Clinical presentation and investigation
Patients with MM often present with dyspnoea related to pleural effusion and/or chest wall pain, but may have associated constitutional symptoms (weight loss, sweats, malaise and anorexia) and, less commonly, symptoms related to invasion of thoracic viscera or vital structures (e.g. dysphagia, hoarseness or superior venal caval obstruction). Physical examination may show signs of a pleural effusion (reduced chest expansion, dull percussion note and decreased breath sounds), chest wall mass, finger clubbing (30%) or signs related to local infiltration (e.g. cardiac tamponade). Patients with MM may present with an incidental finding on chest X‐ray, with focal pleural disease in the absence of symptoms.
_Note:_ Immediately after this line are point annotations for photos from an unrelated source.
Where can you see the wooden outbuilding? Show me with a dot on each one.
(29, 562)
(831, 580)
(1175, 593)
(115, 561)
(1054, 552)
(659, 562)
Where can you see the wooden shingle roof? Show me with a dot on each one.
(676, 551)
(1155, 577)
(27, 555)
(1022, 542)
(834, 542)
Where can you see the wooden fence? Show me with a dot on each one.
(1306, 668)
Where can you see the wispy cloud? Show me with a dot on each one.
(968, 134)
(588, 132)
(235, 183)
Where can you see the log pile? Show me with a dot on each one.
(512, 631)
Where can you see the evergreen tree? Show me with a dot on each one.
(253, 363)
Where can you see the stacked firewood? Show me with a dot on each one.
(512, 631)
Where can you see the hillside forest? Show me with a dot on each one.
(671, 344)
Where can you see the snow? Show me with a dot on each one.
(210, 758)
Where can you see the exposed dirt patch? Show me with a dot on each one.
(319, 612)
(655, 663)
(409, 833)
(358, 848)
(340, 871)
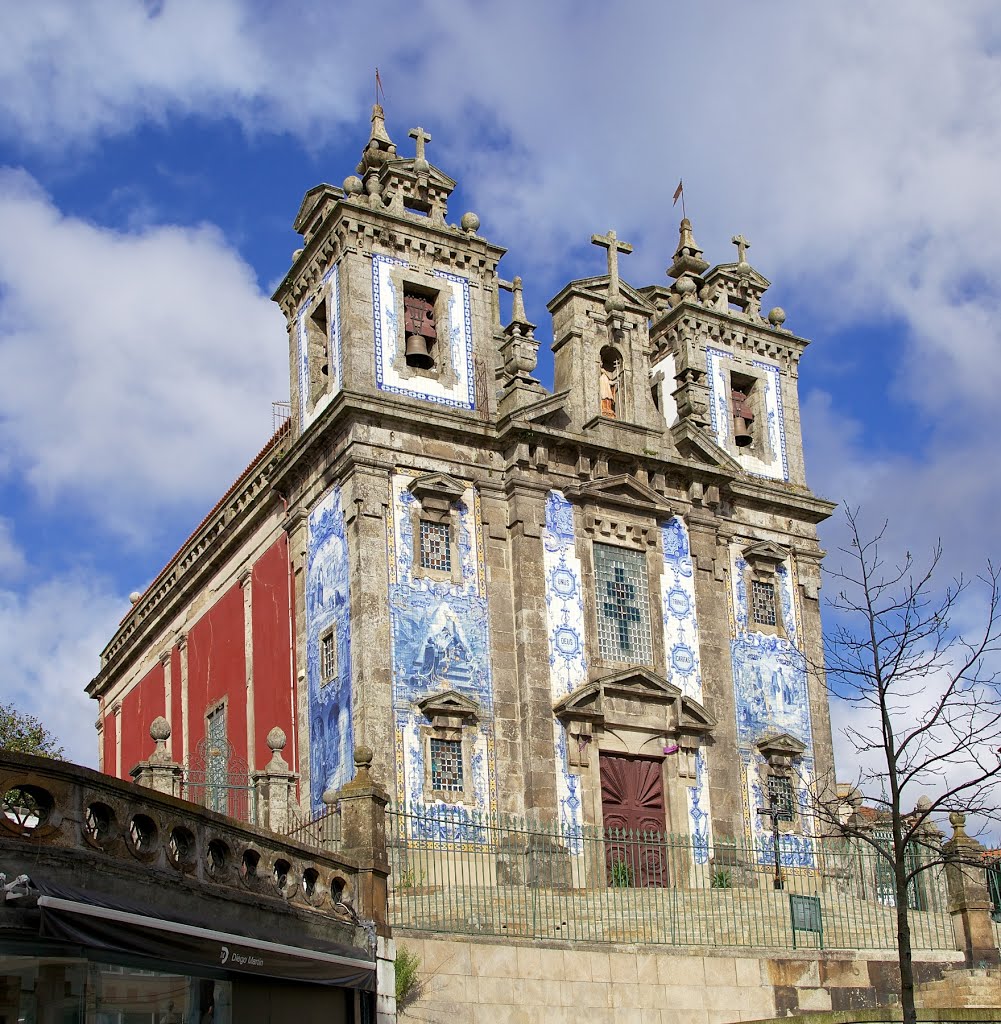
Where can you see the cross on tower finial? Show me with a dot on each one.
(422, 136)
(614, 247)
(742, 246)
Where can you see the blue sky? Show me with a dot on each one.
(153, 158)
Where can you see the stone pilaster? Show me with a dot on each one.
(362, 803)
(969, 901)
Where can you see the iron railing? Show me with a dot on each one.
(453, 871)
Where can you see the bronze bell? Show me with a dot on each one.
(742, 435)
(743, 418)
(417, 352)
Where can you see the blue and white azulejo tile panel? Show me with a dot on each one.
(329, 282)
(684, 668)
(440, 638)
(328, 608)
(387, 304)
(777, 466)
(565, 623)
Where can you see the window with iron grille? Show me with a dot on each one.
(622, 599)
(763, 603)
(328, 656)
(446, 765)
(435, 546)
(781, 798)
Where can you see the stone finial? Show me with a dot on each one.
(420, 161)
(611, 243)
(688, 257)
(160, 733)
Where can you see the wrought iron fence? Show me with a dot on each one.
(460, 872)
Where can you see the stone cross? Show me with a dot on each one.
(422, 136)
(614, 247)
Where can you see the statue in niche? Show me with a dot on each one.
(608, 383)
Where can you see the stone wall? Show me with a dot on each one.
(484, 982)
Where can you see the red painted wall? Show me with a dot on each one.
(176, 719)
(139, 707)
(216, 669)
(272, 645)
(111, 743)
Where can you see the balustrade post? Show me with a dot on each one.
(160, 772)
(274, 787)
(969, 901)
(362, 803)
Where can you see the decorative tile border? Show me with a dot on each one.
(440, 641)
(778, 468)
(328, 604)
(385, 304)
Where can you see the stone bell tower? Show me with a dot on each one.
(385, 297)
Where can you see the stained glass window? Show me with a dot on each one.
(623, 604)
(763, 603)
(446, 765)
(328, 656)
(780, 797)
(435, 546)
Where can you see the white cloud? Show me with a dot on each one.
(50, 635)
(136, 370)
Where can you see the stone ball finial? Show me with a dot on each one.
(160, 729)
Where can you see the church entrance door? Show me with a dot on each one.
(633, 813)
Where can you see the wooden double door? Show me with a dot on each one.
(633, 815)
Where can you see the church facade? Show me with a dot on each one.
(596, 604)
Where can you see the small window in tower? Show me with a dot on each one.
(763, 603)
(446, 765)
(781, 798)
(420, 328)
(328, 656)
(436, 546)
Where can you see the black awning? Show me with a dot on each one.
(129, 933)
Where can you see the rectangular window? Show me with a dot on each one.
(763, 603)
(621, 595)
(328, 656)
(435, 546)
(781, 797)
(446, 765)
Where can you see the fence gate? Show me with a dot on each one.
(217, 779)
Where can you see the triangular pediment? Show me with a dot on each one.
(448, 704)
(765, 553)
(436, 176)
(437, 485)
(730, 271)
(697, 444)
(621, 491)
(549, 412)
(782, 744)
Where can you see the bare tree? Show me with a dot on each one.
(926, 709)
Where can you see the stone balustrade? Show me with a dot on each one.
(60, 809)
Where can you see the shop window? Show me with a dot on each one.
(622, 601)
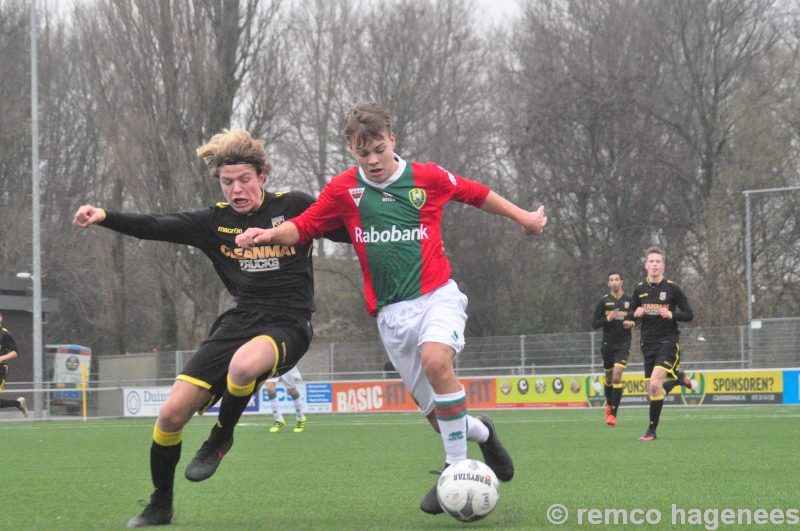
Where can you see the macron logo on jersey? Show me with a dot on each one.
(356, 194)
(392, 235)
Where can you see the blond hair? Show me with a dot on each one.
(654, 250)
(367, 120)
(234, 146)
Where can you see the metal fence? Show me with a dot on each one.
(775, 344)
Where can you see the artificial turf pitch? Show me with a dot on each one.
(369, 471)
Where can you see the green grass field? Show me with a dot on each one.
(358, 472)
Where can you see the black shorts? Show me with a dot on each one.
(663, 354)
(615, 355)
(208, 368)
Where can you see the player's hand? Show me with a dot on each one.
(252, 236)
(534, 222)
(88, 215)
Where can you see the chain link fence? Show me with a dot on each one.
(770, 343)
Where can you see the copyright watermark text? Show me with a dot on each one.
(710, 519)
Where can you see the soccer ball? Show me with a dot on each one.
(468, 490)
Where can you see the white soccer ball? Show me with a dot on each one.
(468, 490)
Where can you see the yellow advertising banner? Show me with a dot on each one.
(708, 388)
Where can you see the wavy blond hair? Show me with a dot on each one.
(234, 146)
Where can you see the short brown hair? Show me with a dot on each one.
(234, 146)
(654, 250)
(367, 120)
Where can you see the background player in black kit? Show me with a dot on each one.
(611, 313)
(8, 351)
(661, 304)
(264, 335)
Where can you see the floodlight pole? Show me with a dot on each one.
(36, 215)
(749, 230)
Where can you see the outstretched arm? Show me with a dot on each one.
(283, 234)
(532, 222)
(88, 215)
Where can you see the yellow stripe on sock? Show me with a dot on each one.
(167, 438)
(241, 390)
(195, 381)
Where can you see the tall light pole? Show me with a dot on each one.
(37, 261)
(748, 225)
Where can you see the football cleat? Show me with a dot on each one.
(430, 502)
(22, 406)
(157, 512)
(207, 459)
(494, 454)
(649, 436)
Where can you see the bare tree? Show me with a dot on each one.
(170, 72)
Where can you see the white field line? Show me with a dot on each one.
(414, 418)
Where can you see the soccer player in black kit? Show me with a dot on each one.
(660, 304)
(8, 351)
(611, 314)
(264, 335)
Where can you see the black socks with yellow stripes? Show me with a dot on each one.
(234, 401)
(164, 456)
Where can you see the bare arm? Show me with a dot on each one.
(532, 222)
(283, 234)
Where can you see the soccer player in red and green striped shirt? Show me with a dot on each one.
(393, 210)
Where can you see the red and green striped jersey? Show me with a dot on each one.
(395, 226)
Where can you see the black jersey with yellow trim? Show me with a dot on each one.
(653, 297)
(613, 331)
(279, 276)
(7, 343)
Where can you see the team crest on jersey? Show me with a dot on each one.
(417, 197)
(449, 176)
(356, 194)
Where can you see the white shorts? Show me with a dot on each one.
(436, 317)
(290, 379)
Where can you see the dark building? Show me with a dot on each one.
(16, 305)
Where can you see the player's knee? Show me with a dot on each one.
(172, 418)
(434, 423)
(436, 367)
(243, 370)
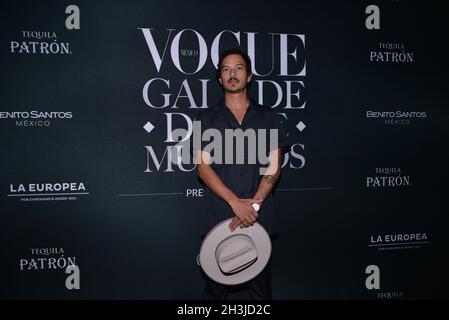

Lymphadenopathy is less commonly present.
Although cytological examination of pleural fluid reveals malignant cells in only about one‐third of cases, a pleural biopsy to obtain tissue for diagnosis is recommended, by means of image guided (ultrasound or computed tomography) biopsy, medical thoracoscopy or video‐assisted thoracoscopic surgery (VATS).
Radiological investigation, which is mainly with CT, is vital for diagnosis and staging purposes. Various serum markers (e.g. serum osteopontin, soluble mesothelin‐related protein and megakaryocyte potentiating factor) are proposed as possible indicators of pleural MM in at‐risk patients, but these have not been accepted into routine clinical practice, and may have more of a role in monitoring response to therapy.